This morning on the Today programme we were told about the fact that both George Osborne and Alastair Darling agree that a post Brexit budget would involve tax rises and public spending cuts. This must be right in so far as it pertains to the long-term. As most economists have pointed out, Brexit will shrink the economy in the longer term. So either public spending has to fall, or, to keep the State at the same proportion relative to the private economy, taxes have to rise.

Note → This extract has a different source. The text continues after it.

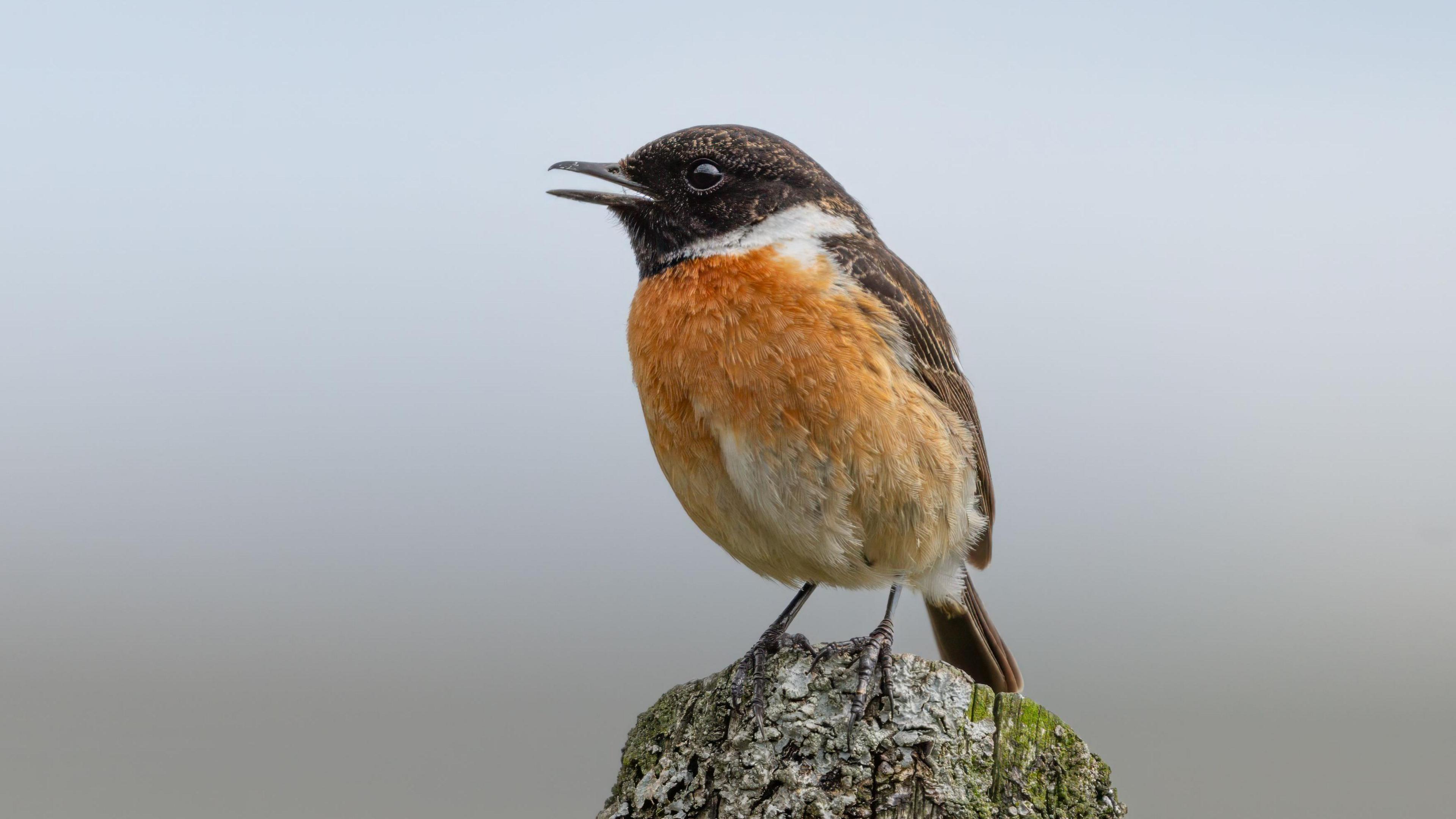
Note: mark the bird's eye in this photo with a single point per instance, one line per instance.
(704, 175)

However, in the short-term, things are much less clear. If interest rates were not constrained by their natural floor, it might be sufficient to respond to the recessionary shock that a vote to leave would impart by simply letting the automatic stabilisers and the Monetary Policy Committee do their work. However, right now, with the Bank of England unable to inject much more stimulus (it’s clear that the MPC don’t view QE as an adequate substitute for interest rates any more), the economy would be in need of a discretionary stimulus to take the place of monetary policy.
Such a stimulus would not be undertaken lightly, however, since the uncertainty hanging over the process of sorting out what Leavers want to ask for, and our negotiating partners want to give us, would rightly constrain a rational Chancellor of the Exchequer.
It is interesting to read that 57 Tory MPs have said that they would block a post Brexit budget of the kind that Osborne warned of. I wonder how many of those were calling for a discretionary loosening from 2010 onwards, at a time when Osborne was likewise refraining from a discretionary stimulus of the kind that many called for?